Both imaging biomarkers (PET imaging of amyloid and tau aggregates) and CSF measurement of amyloid and tau work well to identify AD pathophysiology. However, PET imaging is very expensive and only accessible in specialized centers, and thus unlikely to be a routine diagnostic tool in the assessment of the very high number of patients seeking medical advice for cognitive symptoms. Further, even if CSF collection is routine in clinical neurology, and the cost for the AD CSF biomarker tests are much lower than for EPT scans, lumbar puncture may be regarded as complicated, time-consuming and invasive by many clinicians. Thus, measurement of biomarkers in blood samples would be a more practical approach.

However, a major challenge in developing blood biomarkers is that brain-specific proteins reflect AD molecular mechanisms at much lower concentrations in blood than in CSF. As an example, the CSF level of the neuronal protein tau is around 2–300 pg/mL [50], while the plasma level is 100 times lower, around 5 pg/mL [51]. Except for requirements regarding analytical sensitivity, these very low levels must be quantified within a matrix of other proteins (e.g., albumin and immunoglobulins) that are 10 billion times higher [52]. Importantly, technological developments have given ultrasensitive measurement techniques, such as the immuno-magnetic reduction (IMR) and Single-molecule array (Simoa) methods, that allow accurate analyses of biomarkers in blood samples [53].

Increased tau levels in plasma in AD has been found using both the IMR [54], and Simoa [51], methods. A recent study on the large ADNI and BIOFINDER cohorts confirmed an increase in plasma tau in AD dementia, although with a large overlap in levels with controls [55]. Further, longitudinal data from the analysis in ADNI showed significant associations between plasma tau and worse cognition, more atrophy, and more hypometabolism during follow-up. Longitudinal analyses in ADNI showed that higher plasma tau predicts future rate of cognitive decline, increases in brain atrophy measured by MRI, and reductions of more cortical glucose metabolism examined by FDG-PET [55].
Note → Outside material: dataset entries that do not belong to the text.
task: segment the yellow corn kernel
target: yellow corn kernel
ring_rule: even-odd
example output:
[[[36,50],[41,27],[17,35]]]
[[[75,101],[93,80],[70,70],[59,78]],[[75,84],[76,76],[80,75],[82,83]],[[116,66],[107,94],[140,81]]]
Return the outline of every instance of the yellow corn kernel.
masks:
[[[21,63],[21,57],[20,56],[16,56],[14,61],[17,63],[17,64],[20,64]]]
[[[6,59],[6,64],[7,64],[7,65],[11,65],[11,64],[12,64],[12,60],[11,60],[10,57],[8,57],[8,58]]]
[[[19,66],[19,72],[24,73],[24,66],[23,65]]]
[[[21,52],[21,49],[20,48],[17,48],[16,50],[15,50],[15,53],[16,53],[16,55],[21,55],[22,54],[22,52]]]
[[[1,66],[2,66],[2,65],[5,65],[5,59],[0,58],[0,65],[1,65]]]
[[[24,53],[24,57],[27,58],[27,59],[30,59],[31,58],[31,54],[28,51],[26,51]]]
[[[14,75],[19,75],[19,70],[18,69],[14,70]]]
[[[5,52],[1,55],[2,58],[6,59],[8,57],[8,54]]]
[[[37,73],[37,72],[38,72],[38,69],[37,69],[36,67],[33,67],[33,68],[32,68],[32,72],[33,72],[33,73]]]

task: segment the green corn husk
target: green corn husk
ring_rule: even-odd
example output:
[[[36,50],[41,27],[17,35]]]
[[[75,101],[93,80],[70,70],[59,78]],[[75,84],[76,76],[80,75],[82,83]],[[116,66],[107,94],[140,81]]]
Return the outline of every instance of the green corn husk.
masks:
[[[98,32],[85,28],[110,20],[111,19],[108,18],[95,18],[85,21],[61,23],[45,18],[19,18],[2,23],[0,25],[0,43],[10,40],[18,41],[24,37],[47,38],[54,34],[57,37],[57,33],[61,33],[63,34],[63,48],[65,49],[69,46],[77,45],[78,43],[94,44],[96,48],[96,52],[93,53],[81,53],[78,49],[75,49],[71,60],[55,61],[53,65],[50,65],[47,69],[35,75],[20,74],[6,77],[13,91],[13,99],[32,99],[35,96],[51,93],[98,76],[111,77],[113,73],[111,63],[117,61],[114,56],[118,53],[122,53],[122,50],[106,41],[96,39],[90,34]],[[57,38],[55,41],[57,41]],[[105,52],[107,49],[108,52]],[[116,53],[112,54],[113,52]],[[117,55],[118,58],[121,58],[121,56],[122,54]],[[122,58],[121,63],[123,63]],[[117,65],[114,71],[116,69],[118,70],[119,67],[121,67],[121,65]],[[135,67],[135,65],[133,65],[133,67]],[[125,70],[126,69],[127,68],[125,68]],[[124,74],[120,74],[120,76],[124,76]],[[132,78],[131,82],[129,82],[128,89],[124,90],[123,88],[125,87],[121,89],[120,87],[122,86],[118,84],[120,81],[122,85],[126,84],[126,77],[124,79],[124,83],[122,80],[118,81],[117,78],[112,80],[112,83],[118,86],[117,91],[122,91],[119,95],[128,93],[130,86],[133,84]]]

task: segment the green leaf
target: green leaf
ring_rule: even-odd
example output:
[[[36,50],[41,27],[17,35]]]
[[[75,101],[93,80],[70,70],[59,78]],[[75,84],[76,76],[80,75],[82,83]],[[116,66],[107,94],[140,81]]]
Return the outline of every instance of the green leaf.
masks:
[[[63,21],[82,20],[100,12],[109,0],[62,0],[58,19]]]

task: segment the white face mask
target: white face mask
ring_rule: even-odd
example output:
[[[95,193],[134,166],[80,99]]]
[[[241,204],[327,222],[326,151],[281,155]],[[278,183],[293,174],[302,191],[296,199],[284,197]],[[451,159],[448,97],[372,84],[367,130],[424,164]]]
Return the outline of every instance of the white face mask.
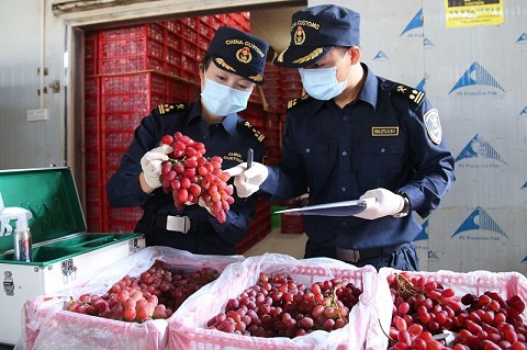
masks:
[[[347,54],[348,52],[346,52],[344,57],[346,57]],[[346,79],[344,79],[344,81],[337,80],[337,68],[344,61],[344,57],[343,59],[340,59],[340,63],[336,67],[313,69],[299,68],[302,84],[304,86],[305,91],[312,98],[327,101],[336,95],[339,95],[344,91],[349,75],[351,74],[350,68],[348,76],[346,77]]]
[[[250,93],[251,91],[233,89],[205,78],[201,100],[212,114],[224,116],[245,110]]]

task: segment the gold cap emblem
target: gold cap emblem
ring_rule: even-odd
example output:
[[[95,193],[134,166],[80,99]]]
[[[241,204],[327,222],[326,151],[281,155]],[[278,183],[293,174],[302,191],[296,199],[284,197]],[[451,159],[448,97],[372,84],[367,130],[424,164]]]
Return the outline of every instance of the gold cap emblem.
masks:
[[[305,42],[305,32],[302,26],[298,26],[296,31],[294,32],[294,45],[302,45]]]

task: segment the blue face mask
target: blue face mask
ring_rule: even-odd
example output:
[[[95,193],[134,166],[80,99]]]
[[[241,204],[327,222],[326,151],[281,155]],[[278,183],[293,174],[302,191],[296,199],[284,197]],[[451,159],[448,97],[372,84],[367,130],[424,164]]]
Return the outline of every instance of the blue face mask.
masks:
[[[347,54],[348,52],[346,52],[344,57],[346,57]],[[344,57],[336,67],[313,69],[299,68],[302,84],[309,95],[317,100],[327,101],[339,95],[344,91],[349,75],[351,74],[351,69],[349,69],[348,76],[344,81],[337,80],[337,68],[344,61]]]
[[[205,78],[201,100],[209,112],[217,116],[224,116],[245,110],[250,93],[251,91],[233,89]]]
While plasma and CSF tau levels correlate poorly [55], the correlation is very tight between plasma and CSF neurofilament light (NFL) protein [56], another axonal neuron-specific protein. Blood (serum or plasma) NFL can be accurately measured by an immunoassay developed on the Simoa platform [57]. The Simoa assay has 25- to 125-fold better analytical sensitivity than when the same anti-NFL antibodies are used in immunoassays based on the electrochemiluminescence (ECL) Meso Scale Diagnostics (MSD) technique or standard ELISA [57], meaning that NFL can be measured also in blood samples from normal individuals, which are below the level for accurate quantification when using ECL-MSD or ELISA methods.

Using the Simoa NFL assay, a recent study on the large ADNI cohort showed a marked increase in plasma NFL in AD and MCI patients as compared with controls, with a diagnostic performance comparable to the core AD CSF biomarkers [58]. Further, plasma NFL was highest in AD and MCI cases with positive amyloid PET scans, and correlated with poorer cognition and higher rate of future brain atrophy (measured by MRI) and hypometabolism as measured by FDG-PET [58]. However, high plasma levels of NFL are also found in several other neurodegenerative disorders such as FTD and PSP [59, 60].

A possible future application for plasma tau and NFL is in the clinical evaluation of patients with cognitive disturbances in primary care. Here, plasma tau and NFL may serve as simple, non-invasive, and cheap screening tools to identify, or rule out, neurodegeneration. However, future large longitudinal studies are needed to determine the cut-off for positivity and the sensitivity and specificity to identify AD.